Monitoring Performance by Analyzing GCS and GES Statistics
In order to determine the amount of work and cost related to inter-instance messaging and contention, examine block transfer rates, remote requests made by each transaction, the number and time waited for global cache events as described under the following headings:
• Analyzing Cache Fusion Impact in Real Application Clusters
• Analyzing Performance Using GCS and GES Statistics
Analyzing Cache Fusion Impact in Real Application Clusters
The effect of accessing blocks in the global cache and maintaining coherency is represented by
• The Global Cache Service statistics for current and cr blocks, for example, gc current blocks received, gc cr blocks received, and so on)
• The Global Cache Service wait events, for gc current block 3-way, gc cr grant 2-way, and so on.
The response time for cache fusion transfers is determined by the messaging and processing times imposed by the physical interconnect components, the IPC protocol and the GCS protocol. It is not affected by disk I/O factors other than occasional log writes. The cache fusion protocol does not require I/O to data files in order to guarantee cache coherency and RAC inherently does not cause any more I/O to disk than a non-clustered instance.
Analyzing Performance Using GCS and GES Statistics
Monitor Global Cache Service performance by identifying data blocks and objects which are frequently used ("hot") by all instances. High concurrency on certain blocks may be identified by Global Cache Service wait events and times.
The following wait events indicate that the access to cached data blocks was held up because they were busy either in the remote or the local cache, respectively:
• gc current block busy
• gc current block 2-way busy
• gc current block 3-way busy
• gc cr block 2-way busy
• gc cr block 3-way busy
This means that the blocks were pinned or held up by sessions or delayed by a log write on a remote instance (for example, gc current, cr 2-way busy, or cr 3-way busy), or that a session on the same instance is already accessing a block which is in transition between instances and the current session needs to wait behind it (for example, gc current block busy).
The V$SESSION_WAIT view to identify objects and data blocks with contention. The gc wait events contain the file and block number for a block request in p1 and p2, respectively.
An additional segment statistic, gc buffer busy, has been added to quickly determine the "busy" objects without recourse to the query on V$SESSION_WAIT mentioned earlier.
The AWR infrastructure provides a view of active session history which can also be used to trace recent wait events and their arguments. It is therefore useful for hot block analysis.

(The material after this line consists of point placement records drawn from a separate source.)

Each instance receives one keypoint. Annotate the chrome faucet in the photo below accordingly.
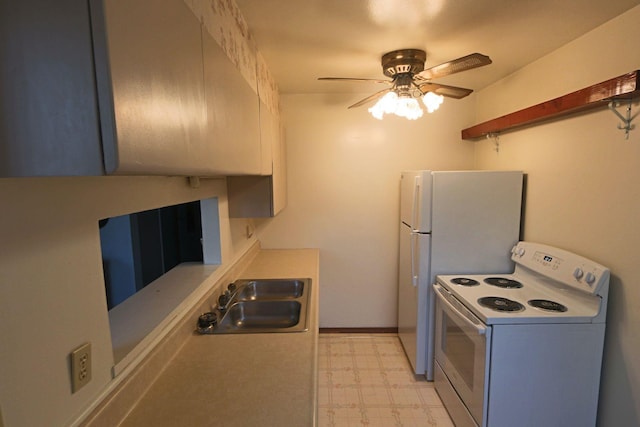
(226, 297)
(207, 321)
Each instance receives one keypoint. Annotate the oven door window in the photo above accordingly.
(459, 348)
(461, 351)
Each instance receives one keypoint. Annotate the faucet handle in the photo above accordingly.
(207, 322)
(223, 300)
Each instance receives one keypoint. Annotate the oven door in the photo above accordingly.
(462, 344)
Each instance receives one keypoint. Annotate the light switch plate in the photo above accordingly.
(80, 367)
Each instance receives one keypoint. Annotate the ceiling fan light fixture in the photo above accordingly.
(403, 106)
(432, 101)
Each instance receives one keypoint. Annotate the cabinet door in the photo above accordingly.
(48, 112)
(262, 196)
(150, 87)
(233, 129)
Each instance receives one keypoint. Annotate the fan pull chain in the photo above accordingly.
(496, 140)
(626, 120)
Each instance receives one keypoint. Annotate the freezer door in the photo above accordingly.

Most of the reporting facilities used by AWR and Statspack contain the object statistics and cluster wait class category, so that sampling of the views mentioned earlier is largely unnecessary.
It is advisable to run ADDM on the snapshot data collected by the AWR infrastructure to obtain an overall evaluation of the impact of the global cache. The advisory will also identify the busy objects and SQL highest cluster wait time.
Analyzing Cache Fusion Transfer Impact Using GCS Statistics
Monitor Global Cache Service performance by identifying objects read and modified frequently and the service times imposed by the remote access. Waiting for blocks to arrive may constitute a significant portion of the response time, in the same way that reading from disk could increase the block access delays, only that cache fusion transfers in most cases are faster than disk access latencies.
The following wait events indicate that the remotely cached blocks were shipped to the local instance without having been busy, pinned or requiring a log flush:
• gc current block 2-way
• gc current block 3-way
• gc cr block 2-way
• gc cr block 3-way
The object statistics for gc current blocks received and gc cr blocks received enable quick identification of the indexes and tables which are shared by the active instances. As mentioned earlier, creating an ADDM analysis will, in most cases, point you to the SQL statements and database objects that could be impacted by inter-instance contention.
Note:
You must run Statspack at level 7 to collect statistics related to block contention and segment block waits.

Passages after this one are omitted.